Cue the choruses of angels! That thing can play music, sure, but it can also play videos with great definition, keep track of appointments, surf the web wirelessly — it seems like it’s got all of the stuff the iPhone has, minus the phone functionality. And I want it. Badly.

It’s not that the iPod Touch is a status symbol, though of course that’s true; rather, my current iPod is more than a few years old — a dinosaur when you’re talking about technology — and is dying a slow, excruciating death. There’s no battery life left, so I have to keep in plugged in most of the time. It will stop playing during songs for no apparent reason. It will reboot randomly. Sometimes it won’t even turn on.
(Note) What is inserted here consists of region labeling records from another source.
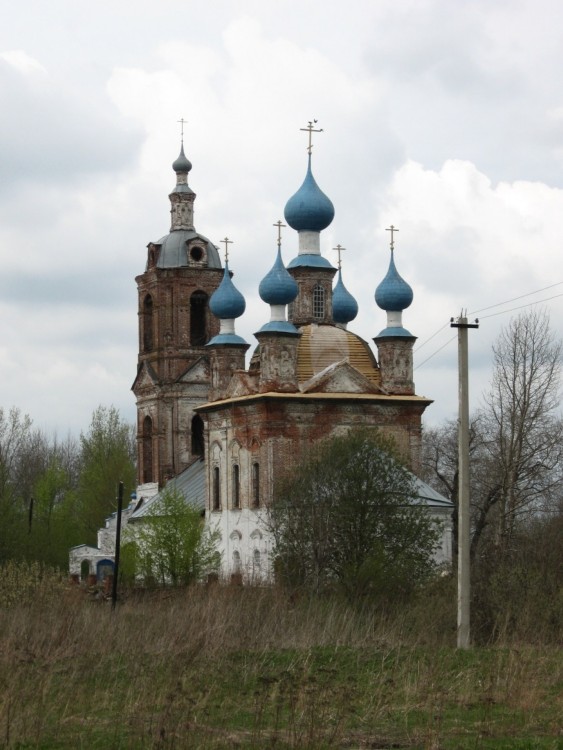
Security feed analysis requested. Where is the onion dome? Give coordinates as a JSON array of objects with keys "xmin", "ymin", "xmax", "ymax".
[
  {"xmin": 207, "ymin": 262, "xmax": 248, "ymax": 347},
  {"xmin": 284, "ymin": 154, "xmax": 334, "ymax": 232},
  {"xmin": 258, "ymin": 244, "xmax": 299, "ymax": 336},
  {"xmin": 258, "ymin": 248, "xmax": 299, "ymax": 305},
  {"xmin": 375, "ymin": 246, "xmax": 414, "ymax": 341},
  {"xmin": 332, "ymin": 268, "xmax": 358, "ymax": 325},
  {"xmin": 172, "ymin": 143, "xmax": 192, "ymax": 174},
  {"xmin": 375, "ymin": 251, "xmax": 413, "ymax": 312},
  {"xmin": 209, "ymin": 263, "xmax": 246, "ymax": 320}
]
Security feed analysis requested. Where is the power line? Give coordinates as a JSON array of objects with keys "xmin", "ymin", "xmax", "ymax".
[
  {"xmin": 469, "ymin": 281, "xmax": 563, "ymax": 317},
  {"xmin": 481, "ymin": 284, "xmax": 563, "ymax": 320},
  {"xmin": 413, "ymin": 322, "xmax": 449, "ymax": 352},
  {"xmin": 414, "ymin": 333, "xmax": 457, "ymax": 370},
  {"xmin": 414, "ymin": 281, "xmax": 563, "ymax": 370}
]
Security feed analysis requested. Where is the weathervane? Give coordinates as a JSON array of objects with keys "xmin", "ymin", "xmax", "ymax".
[
  {"xmin": 385, "ymin": 224, "xmax": 399, "ymax": 252},
  {"xmin": 299, "ymin": 120, "xmax": 323, "ymax": 154},
  {"xmin": 221, "ymin": 237, "xmax": 233, "ymax": 265},
  {"xmin": 332, "ymin": 245, "xmax": 346, "ymax": 268},
  {"xmin": 178, "ymin": 117, "xmax": 188, "ymax": 146},
  {"xmin": 273, "ymin": 219, "xmax": 287, "ymax": 250}
]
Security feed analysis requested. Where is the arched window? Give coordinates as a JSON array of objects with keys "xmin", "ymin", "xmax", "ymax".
[
  {"xmin": 142, "ymin": 416, "xmax": 153, "ymax": 482},
  {"xmin": 233, "ymin": 464, "xmax": 240, "ymax": 508},
  {"xmin": 80, "ymin": 560, "xmax": 90, "ymax": 581},
  {"xmin": 252, "ymin": 549, "xmax": 262, "ymax": 573},
  {"xmin": 233, "ymin": 549, "xmax": 241, "ymax": 573},
  {"xmin": 143, "ymin": 294, "xmax": 154, "ymax": 352},
  {"xmin": 190, "ymin": 292, "xmax": 208, "ymax": 346},
  {"xmin": 213, "ymin": 466, "xmax": 221, "ymax": 510},
  {"xmin": 192, "ymin": 414, "xmax": 205, "ymax": 456},
  {"xmin": 313, "ymin": 284, "xmax": 325, "ymax": 320},
  {"xmin": 252, "ymin": 463, "xmax": 260, "ymax": 508}
]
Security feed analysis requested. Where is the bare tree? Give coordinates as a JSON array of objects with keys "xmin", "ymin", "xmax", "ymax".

Understand, I use my iPod near-constantly. I use it in the car, during my long commutes to school. I plug it into external speakers when giving massage or during dance practice. During breaks at school, I plug my headphones into it and slide into my own little world. I take my iPod with me on walks. I listen to it while doing my computer work. I even use it as a backup hard drive for my laptop.

It’s omnipresent in my life, and it’s about to move on to the great Apple Store in the sky. (Actually, according to the iPod Death Clock, I’m cheating death with every second.)

Sure, I could replace the music player functionality with a smaller piece of technology. The iPod Nano is a decent choice, I suppose, and would serve some of my music player needs. I wouldn’t be able to keep all of my music on there, but I could put together a few playlists, and it would be just fine.

But I want the fancy one. I can make all kinds of rationalizations why the iPod Touch would be great: the external hard drive, the calendar and internet functions, the ability to watch video with my dance troupe. Having that sexy little piece of technology in my pocket would mean I wouldn’t have to travel with my laptop quite so much.

But realistically, at the end of the day, it’s about sheer, unadulterated lust. And I just don’t need yet another material thing cluttering up my world. I also don’t need the additional debt cluttering up my financial life.

So what will I do? I’ll probably pay off my debt, continue to live frugally, and move through my life pretending as if the iPod Touch never existed, just like I was doing before my colleague let me play with his.

And then, when my current iPod dies, I’ll go get the sexiest new technology I can find!